The politics of this are somewhat complex. The controversial bloggers are not explicitly about religion, but they have been calling for the death penalty for war criminals from Bangladesh’s 1971 war of independence. The accused (and in some cases convicted) war criminals just happen to be leaders of the opposition fundamentalist party Jamaat-e-Islami. No doubt many atrocities were committed in the war, but it’s unlikely the fundamentalists would be on trial were it not for the fact that they fought on the losing side.
So this is much more a party political move than a spontaneous demonstration of religious outrage. All the same, the fact that such numbers of people can be mobilised to demand death for the expression of opinion is deeply shocking.

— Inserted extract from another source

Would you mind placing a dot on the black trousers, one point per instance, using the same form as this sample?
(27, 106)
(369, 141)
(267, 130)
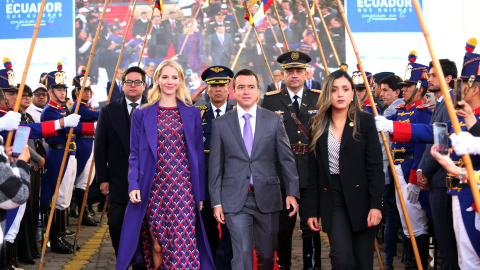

What it particularly reminded me of was the huge protests in France in January, where a similar number (in a much smaller country) turned out to oppose the legalisation of same-sex marriage – or “a change to civilisation”, as they put it.
Of course the analogy should not be pushed too far: the French protesters were not demanding the death penalty for gays (although it would be interesting to know how many of their leaders would have explicitly repudiated the idea). But that mainly tells us that France is a safer and more politically peaceful society than Bangladesh, which we knew already.
The basic similarity remains. In each case religious fundamentalists, for their own political purposes, were remarkably successful in bringing their followers onto the streets and gaining international attention.
The difference is in how we perceive them. We know that the French anti-gay protesters, for all their impressive mobilisation, are not representative of the country as a whole. Yet when it comes to less familiar, less developed and (especially) Muslim countries, we too easily tar the whole population with the extremist brush.
In fact, Bangladesh is not at all a fundamentalist nation. Jamaat-e-Islami won only 4.6% of the vote at the last election, and the four-party alliance of which it was a part was decisively beaten. Unfortunately, it’s standard practice in the west to give Muslim fundamentalism a prominence that we would never extend to the Catholic, Jewish, Buddhist or Baptist variety.
Bangladesh’s prime minister, Sheikh Hasina, has rejected the demand for a new blasphemy law. (Sadly enough, existing laws are already very strict.) And the French Senate is expected to pass the same-sex marriage legislation later this week. That’s none out of two for fundamentalism.